Estate Planning · Haute Lawyer Network
How Do I Avoid Probate?
Last reviewed: June 2026
Probate — the court-supervised process of distributing a deceased person's estate — is public, slow, and expensive. For many people, avoiding probate entirely is one of the primary goals of estate planning. The good news is that it is entirely possible with proper planning. Here are the six most effective strategies.
1. Create a Revocable Living Trust
A revocable living trust is the most comprehensive probate avoidance tool available. Assets held in the trust pass directly to beneficiaries at death without court involvement — privately, quickly, and at a fraction of the cost of probate. The trust is administered by your successor trustee according to your instructions.
For the trust to work, assets must be transferred into the trust during your lifetime — a process called funding the trust. An unfunded trust does nothing. Your attorney should help you transfer real estate, bank accounts, and investment accounts into the trust at the time of creation.
2. Use Beneficiary Designations
Financial accounts — including retirement accounts, life insurance policies, brokerage accounts, and bank accounts — can pass directly to named beneficiaries without probate. These beneficiary designations override your will and pass assets immediately at death.
Review your beneficiary designations regularly. Outdated designations — naming a deceased spouse or a minor child without a trust — can create significant problems.
3. Hold Property in Joint Tenancy
Property held in joint tenancy with right of survivorship passes automatically to the surviving co-owner at death without probate. This is common for married couples who jointly own a home.
Joint tenancy has limitations — it gives the co-owner immediate ownership rights during your lifetime, creates exposure to the co-owner's creditors, and can complicate estate tax planning for larger estates.
4. Use Payable-on-Death and Transfer-on-Death Designations
Bank accounts can be designated as payable-on-death to a named beneficiary. Brokerage accounts and in some states real estate can be designated as transfer-on-death. These pass outside of probate at death but do not affect your control during your lifetime.

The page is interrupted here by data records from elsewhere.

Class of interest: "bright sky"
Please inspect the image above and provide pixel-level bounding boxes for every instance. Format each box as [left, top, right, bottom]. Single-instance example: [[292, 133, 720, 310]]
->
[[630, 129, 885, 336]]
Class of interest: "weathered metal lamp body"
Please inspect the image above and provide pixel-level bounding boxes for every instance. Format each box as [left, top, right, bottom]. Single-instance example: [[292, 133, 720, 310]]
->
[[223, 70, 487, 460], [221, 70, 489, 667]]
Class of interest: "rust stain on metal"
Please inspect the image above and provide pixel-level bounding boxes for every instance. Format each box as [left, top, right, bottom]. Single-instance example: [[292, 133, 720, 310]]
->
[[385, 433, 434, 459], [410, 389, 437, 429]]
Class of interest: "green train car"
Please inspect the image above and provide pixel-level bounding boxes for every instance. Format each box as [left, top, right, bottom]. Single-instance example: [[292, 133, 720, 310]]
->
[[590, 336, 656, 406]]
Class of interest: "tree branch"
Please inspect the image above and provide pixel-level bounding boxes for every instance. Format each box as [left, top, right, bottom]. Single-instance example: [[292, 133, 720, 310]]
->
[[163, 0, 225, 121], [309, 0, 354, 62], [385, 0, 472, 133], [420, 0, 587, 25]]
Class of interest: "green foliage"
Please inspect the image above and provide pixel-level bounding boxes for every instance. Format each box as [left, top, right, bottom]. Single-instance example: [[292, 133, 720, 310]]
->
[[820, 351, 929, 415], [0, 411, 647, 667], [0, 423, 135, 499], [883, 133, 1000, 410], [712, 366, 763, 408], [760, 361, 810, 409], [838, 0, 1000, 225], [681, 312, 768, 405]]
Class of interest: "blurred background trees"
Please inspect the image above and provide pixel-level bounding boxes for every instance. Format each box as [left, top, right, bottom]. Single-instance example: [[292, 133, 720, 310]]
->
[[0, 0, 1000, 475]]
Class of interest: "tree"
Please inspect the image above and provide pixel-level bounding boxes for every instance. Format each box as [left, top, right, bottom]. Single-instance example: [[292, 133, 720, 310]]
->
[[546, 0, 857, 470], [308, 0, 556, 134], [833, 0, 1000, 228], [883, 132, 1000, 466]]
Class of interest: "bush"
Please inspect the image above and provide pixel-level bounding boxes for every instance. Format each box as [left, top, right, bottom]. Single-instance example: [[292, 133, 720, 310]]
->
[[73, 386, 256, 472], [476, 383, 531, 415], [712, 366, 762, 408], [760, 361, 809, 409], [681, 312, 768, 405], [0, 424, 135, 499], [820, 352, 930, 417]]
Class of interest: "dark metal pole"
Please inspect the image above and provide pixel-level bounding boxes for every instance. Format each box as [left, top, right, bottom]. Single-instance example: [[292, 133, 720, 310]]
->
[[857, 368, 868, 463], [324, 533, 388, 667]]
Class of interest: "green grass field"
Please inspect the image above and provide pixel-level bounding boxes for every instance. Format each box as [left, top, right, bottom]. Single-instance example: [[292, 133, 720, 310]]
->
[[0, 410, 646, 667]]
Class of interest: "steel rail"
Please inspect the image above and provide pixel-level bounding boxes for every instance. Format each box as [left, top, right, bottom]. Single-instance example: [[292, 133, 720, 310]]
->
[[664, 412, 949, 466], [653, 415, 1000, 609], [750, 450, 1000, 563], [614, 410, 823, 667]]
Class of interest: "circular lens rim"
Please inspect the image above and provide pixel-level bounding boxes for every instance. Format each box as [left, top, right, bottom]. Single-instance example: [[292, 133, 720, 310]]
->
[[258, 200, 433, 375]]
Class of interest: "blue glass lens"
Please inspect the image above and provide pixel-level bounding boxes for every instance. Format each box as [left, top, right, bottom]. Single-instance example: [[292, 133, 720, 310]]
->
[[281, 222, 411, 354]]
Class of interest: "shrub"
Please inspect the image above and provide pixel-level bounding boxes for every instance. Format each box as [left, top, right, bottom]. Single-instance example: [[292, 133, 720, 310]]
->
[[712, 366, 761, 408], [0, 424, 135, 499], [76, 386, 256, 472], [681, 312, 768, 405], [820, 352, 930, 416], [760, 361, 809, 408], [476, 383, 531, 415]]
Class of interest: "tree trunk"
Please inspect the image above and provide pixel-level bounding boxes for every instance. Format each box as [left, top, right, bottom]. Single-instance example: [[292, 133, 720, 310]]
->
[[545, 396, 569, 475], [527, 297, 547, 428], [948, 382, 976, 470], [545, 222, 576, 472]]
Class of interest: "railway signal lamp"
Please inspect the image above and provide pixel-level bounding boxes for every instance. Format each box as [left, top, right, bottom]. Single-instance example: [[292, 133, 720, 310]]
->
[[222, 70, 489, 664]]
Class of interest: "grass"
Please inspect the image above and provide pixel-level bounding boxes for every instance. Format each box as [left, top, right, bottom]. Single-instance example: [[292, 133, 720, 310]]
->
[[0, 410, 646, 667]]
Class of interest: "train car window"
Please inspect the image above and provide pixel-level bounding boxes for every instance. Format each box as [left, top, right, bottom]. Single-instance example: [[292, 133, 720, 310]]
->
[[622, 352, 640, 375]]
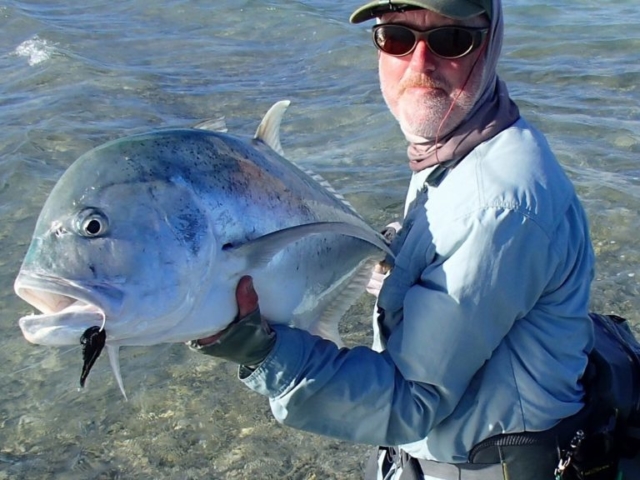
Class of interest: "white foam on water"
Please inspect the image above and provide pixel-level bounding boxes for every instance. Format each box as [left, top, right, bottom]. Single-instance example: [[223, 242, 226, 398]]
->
[[14, 35, 55, 66]]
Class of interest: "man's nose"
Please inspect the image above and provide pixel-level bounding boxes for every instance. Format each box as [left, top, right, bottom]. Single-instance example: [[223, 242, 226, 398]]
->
[[409, 40, 437, 72]]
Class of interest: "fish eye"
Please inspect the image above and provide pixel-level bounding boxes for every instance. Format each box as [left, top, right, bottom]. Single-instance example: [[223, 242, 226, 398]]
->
[[76, 208, 109, 238]]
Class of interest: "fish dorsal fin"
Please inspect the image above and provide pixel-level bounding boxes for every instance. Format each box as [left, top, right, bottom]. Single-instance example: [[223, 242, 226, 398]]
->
[[230, 222, 393, 268], [253, 100, 291, 155], [192, 117, 229, 133], [296, 165, 360, 217], [254, 100, 360, 216], [310, 258, 378, 347]]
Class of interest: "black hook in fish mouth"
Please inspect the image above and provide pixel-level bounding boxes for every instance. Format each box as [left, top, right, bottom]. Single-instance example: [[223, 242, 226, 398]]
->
[[80, 327, 107, 387]]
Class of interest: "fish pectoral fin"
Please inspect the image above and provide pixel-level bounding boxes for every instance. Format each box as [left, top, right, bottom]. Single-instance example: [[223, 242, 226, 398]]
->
[[107, 345, 129, 401], [254, 100, 291, 156], [311, 259, 377, 347], [229, 222, 393, 268]]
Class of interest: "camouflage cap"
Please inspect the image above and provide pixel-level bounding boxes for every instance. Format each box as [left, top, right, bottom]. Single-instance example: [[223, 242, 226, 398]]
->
[[349, 0, 492, 23]]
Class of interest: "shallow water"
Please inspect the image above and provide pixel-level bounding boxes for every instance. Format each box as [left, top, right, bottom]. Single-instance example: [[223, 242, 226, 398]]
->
[[0, 0, 640, 479]]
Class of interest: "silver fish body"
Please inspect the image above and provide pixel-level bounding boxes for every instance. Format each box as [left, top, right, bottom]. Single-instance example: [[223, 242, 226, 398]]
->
[[15, 102, 389, 394]]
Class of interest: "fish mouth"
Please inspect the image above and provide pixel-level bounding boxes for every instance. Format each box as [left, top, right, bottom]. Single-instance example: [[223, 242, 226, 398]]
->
[[14, 273, 122, 346]]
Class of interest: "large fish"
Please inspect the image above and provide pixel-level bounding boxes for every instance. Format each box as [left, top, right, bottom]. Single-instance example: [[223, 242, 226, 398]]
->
[[15, 102, 389, 393]]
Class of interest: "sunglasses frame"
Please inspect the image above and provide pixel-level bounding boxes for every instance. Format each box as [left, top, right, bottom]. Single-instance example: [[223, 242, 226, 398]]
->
[[371, 23, 489, 60]]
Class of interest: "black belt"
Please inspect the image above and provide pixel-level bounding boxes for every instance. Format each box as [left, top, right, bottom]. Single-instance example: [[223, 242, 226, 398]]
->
[[365, 408, 592, 480]]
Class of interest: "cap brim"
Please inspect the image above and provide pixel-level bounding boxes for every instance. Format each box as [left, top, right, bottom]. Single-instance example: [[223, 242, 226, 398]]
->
[[349, 0, 485, 23]]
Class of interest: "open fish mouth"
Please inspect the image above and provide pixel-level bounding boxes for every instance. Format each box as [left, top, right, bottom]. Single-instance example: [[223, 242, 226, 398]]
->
[[15, 273, 115, 346]]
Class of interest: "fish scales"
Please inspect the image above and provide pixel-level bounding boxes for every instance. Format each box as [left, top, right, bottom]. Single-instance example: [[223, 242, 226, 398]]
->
[[15, 102, 390, 393]]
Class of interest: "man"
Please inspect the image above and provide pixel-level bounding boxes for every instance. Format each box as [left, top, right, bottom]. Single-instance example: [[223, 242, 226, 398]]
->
[[190, 0, 594, 480]]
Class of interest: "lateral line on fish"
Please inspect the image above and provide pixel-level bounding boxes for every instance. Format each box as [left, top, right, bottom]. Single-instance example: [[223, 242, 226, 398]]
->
[[229, 222, 393, 268]]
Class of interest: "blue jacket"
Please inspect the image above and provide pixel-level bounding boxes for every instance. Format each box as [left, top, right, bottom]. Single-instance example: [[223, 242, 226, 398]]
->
[[243, 119, 594, 462]]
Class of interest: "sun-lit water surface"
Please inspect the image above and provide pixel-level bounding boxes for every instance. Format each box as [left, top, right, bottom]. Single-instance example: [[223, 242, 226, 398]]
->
[[0, 0, 640, 479]]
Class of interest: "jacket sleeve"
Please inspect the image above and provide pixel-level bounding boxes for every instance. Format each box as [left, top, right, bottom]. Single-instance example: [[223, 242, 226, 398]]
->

5. Make Gifts During Your Lifetime
Assets you give away during your lifetime are no longer part of your estate and do not go through probate. Annual gifts of up to $18,000 per recipient in 2026 can be made without gift tax consequences. Larger gifts may use your lifetime exemption.
6. Use Small Estate Procedures
Most states have simplified procedures for small estates — typically defined as estates below $50,000-$200,000 depending on the state. These streamlined processes avoid full probate without requiring trust planning.
Frequently Asked Questions
Does a will avoid probate?
No. A will is a set of instructions for the probate court — it does not avoid probate. In fact, a will must go through probate to be effective. Assets passing under a will go through probate. Assets passing through trusts, beneficiary designations, and joint tenancy avoid probate.
Is avoiding probate always the right goal?
For most people yes, but not always. Some estates — particularly those with creditor issues or potential disputes — may benefit from the court oversight that probate provides. An estate planning attorney can help you evaluate whether probate avoidance makes sense for your situation.
How long does it take to set up a trust to avoid probate?
A relatively straightforward revocable trust can typically be drafted and executed within 2-4 weeks of engaging an attorney. Funding the trust — transferring assets into it — takes additional time depending on the types and number of assets.
What is the difference between avoiding probate and avoiding estate taxes?
These are entirely separate goals requiring different tools. A revocable trust avoids probate but does not reduce estate taxes — because you retain control of the assets. Reducing estate taxes requires irrevocable trust structures, gifting strategies, and other techniques. An estate planning attorney addresses both goals in comprehensive planning.
Can I avoid probate for real estate in multiple states?
Yes. Holding out-of-state real estate in a revocable trust avoids the need for probate in each state where property is located — which would otherwise require a separate probate proceeding in each state.